Simak Strategi Penting Pemenuhan Pangan Nasional, Ini Langkahnya

Simak Strategi Penting Pemenuhan Pangan Nasional, Ini Langkahnya

Kepala Badan Pangan Nasional, Arief Prasetyo Adi, menegaskan, diversifikasi pangan berbasis sumber daya lokal menjadi salah satu pilar utama dalam pemenuhan pangan nasional.-Makansedap.id-Nonnie Rering

JAKARTA, Makansedap.idKepala Badan Pangan Nasional atau National Food Agency (NFA), Arief Prasetyo Adi, menegaskan, diversifikasi pangan berbasis sumber daya lokal menjadi salah satu pilar utama dalam pemenuhan pangan nasional selain intensifikasi dan juga ekstensifikasi.

Hal ini sejalan dengan upaya pemerintah dalam membangun ketahanan pangan yang berkelanjutan, berbasis pada potensi pangan daerah dan kearifan lokal.

Pemanfaatan ragam pangan lokal, kata Arief Prasetyo Adi, harus menjadi prioritas bersama. Sebab, Indonesia memiliki kekayaan hayati berupa 77 jenis pangan sumber karbohidrat yang tersebar di berbagai wilayah. Namun, belum semua dimanfaatkan secara optimal.

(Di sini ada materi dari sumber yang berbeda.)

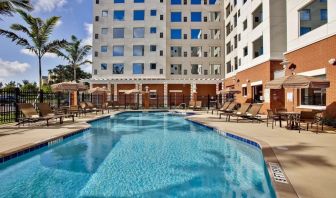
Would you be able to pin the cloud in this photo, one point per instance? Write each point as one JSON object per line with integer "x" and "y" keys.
{"x": 8, "y": 68}
{"x": 30, "y": 53}
{"x": 48, "y": 5}
{"x": 89, "y": 33}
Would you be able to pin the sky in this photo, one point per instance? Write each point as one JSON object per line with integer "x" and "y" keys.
{"x": 17, "y": 64}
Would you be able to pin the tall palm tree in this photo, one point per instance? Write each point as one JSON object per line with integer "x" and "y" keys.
{"x": 8, "y": 7}
{"x": 37, "y": 38}
{"x": 75, "y": 54}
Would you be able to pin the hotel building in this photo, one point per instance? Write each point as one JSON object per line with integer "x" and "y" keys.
{"x": 160, "y": 46}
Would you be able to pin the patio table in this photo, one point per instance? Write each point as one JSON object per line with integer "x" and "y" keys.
{"x": 291, "y": 116}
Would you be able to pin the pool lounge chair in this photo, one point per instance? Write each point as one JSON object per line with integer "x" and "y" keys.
{"x": 45, "y": 110}
{"x": 32, "y": 116}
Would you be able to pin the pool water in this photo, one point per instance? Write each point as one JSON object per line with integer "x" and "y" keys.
{"x": 140, "y": 155}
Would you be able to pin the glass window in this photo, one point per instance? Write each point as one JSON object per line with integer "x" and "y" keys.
{"x": 324, "y": 14}
{"x": 119, "y": 15}
{"x": 118, "y": 68}
{"x": 196, "y": 33}
{"x": 175, "y": 16}
{"x": 175, "y": 33}
{"x": 196, "y": 69}
{"x": 103, "y": 66}
{"x": 118, "y": 33}
{"x": 103, "y": 48}
{"x": 104, "y": 31}
{"x": 196, "y": 2}
{"x": 138, "y": 50}
{"x": 153, "y": 12}
{"x": 138, "y": 15}
{"x": 104, "y": 13}
{"x": 175, "y": 2}
{"x": 138, "y": 68}
{"x": 139, "y": 32}
{"x": 118, "y": 50}
{"x": 153, "y": 30}
{"x": 196, "y": 51}
{"x": 196, "y": 16}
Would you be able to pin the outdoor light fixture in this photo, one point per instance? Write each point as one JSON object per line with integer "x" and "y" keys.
{"x": 332, "y": 61}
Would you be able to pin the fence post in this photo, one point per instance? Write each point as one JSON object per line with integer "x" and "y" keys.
{"x": 17, "y": 110}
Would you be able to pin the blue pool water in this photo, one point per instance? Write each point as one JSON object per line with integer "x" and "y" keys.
{"x": 140, "y": 155}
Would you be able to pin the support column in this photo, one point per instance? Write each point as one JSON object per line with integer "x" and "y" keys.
{"x": 165, "y": 95}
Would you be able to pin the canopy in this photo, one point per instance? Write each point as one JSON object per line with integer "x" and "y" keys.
{"x": 98, "y": 90}
{"x": 68, "y": 86}
{"x": 298, "y": 81}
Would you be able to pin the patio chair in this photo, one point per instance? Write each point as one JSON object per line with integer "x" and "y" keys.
{"x": 45, "y": 110}
{"x": 231, "y": 107}
{"x": 240, "y": 112}
{"x": 32, "y": 116}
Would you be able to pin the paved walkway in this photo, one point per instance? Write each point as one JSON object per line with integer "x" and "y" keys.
{"x": 308, "y": 159}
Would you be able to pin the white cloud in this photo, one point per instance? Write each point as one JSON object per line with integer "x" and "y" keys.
{"x": 48, "y": 5}
{"x": 89, "y": 33}
{"x": 8, "y": 68}
{"x": 30, "y": 53}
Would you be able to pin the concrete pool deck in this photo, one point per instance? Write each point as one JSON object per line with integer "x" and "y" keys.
{"x": 308, "y": 159}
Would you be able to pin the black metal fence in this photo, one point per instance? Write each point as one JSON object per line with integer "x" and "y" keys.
{"x": 9, "y": 111}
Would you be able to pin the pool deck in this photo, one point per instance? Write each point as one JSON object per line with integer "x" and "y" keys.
{"x": 308, "y": 159}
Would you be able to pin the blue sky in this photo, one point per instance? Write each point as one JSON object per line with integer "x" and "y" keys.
{"x": 76, "y": 18}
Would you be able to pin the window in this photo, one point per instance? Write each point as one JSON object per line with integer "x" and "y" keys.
{"x": 152, "y": 48}
{"x": 196, "y": 16}
{"x": 305, "y": 15}
{"x": 196, "y": 33}
{"x": 104, "y": 13}
{"x": 175, "y": 51}
{"x": 196, "y": 51}
{"x": 153, "y": 12}
{"x": 139, "y": 32}
{"x": 196, "y": 69}
{"x": 195, "y": 2}
{"x": 324, "y": 14}
{"x": 152, "y": 66}
{"x": 215, "y": 51}
{"x": 138, "y": 68}
{"x": 175, "y": 2}
{"x": 118, "y": 50}
{"x": 153, "y": 30}
{"x": 175, "y": 16}
{"x": 245, "y": 51}
{"x": 119, "y": 15}
{"x": 104, "y": 30}
{"x": 138, "y": 50}
{"x": 175, "y": 33}
{"x": 118, "y": 33}
{"x": 138, "y": 15}
{"x": 118, "y": 68}
{"x": 103, "y": 66}
{"x": 103, "y": 48}
{"x": 215, "y": 69}
{"x": 176, "y": 69}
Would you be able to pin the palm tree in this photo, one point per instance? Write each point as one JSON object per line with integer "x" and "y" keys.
{"x": 8, "y": 7}
{"x": 37, "y": 34}
{"x": 75, "y": 53}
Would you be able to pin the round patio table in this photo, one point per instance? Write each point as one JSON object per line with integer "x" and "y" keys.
{"x": 292, "y": 117}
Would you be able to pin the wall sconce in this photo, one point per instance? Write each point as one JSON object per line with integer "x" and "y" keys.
{"x": 332, "y": 61}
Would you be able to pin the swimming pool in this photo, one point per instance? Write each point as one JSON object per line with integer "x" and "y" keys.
{"x": 140, "y": 155}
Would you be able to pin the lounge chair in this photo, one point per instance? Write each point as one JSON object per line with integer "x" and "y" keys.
{"x": 230, "y": 109}
{"x": 45, "y": 110}
{"x": 32, "y": 116}
{"x": 240, "y": 112}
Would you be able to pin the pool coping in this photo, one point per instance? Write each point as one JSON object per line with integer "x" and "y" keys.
{"x": 281, "y": 189}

"Jadi dalam pemenuhan pangan, salah satu strategi untuk mencapainya meliputi optimalisasi lahan, ekstensifikasi lahan, dan yang satunya lagi adalah diversifikasi pangan. Diversifikasi pangan ini juga sudah ada perpresnya. Perpres 81 tentang Percepatan Penganekaragaman Konsumsi Pangan Berbasis Potensi Sumber Daya Lokal. Dalam perpres ini disampaikan kalau kita bisa memanfaatkan produksi dalam negeri ini, tentunya dari setiap wilayah, seluruh komponen bangsa ada di situ,” ujar Arief Prasetyo Adi dalam keterangan resmi yang dibaca Makansedap.id, Senin, 21 April 2025.

BACA JUGA:Menikmati Beef Vol Anu Vent di Royal Dinner Mangkunegaran Solo

Lebih lanjut, Arief Prasetyo Adi menekankan pentingnya mengangkat kembali kearifan pangan lokal yang diwariskan oleh nenek moyang bangsa Indonesia. Tidak hanya soal keberagaman karbohidrat, tetapi juga bagaimana masyarakat lokal mengombinasikan sumber pangan dengan protein dari alam sekitar.

"Kita bicara satu isi piring, kalau 1/3 karbohidrat, tidak harus nasi. Bisa digantikan oleh singkong, kentang, sorgum, sagu, atau jagung. Di banyak daerah, orang masih sarapan singkong, ubi jalar, atau ubi rambat. Itu semua karbohidrat. Bahkan, kalau kita sering ke daerah, sarapan petani itu biasanya singkong rebus, jagung, kacang rebus, sumber karbohidrat dan protein. Ada juga ikan air tawar dari kolam kecil di pekarangan. Ini contoh kearifan pangan lokal yang luar biasa,” kata Arief Prasetyo Adi.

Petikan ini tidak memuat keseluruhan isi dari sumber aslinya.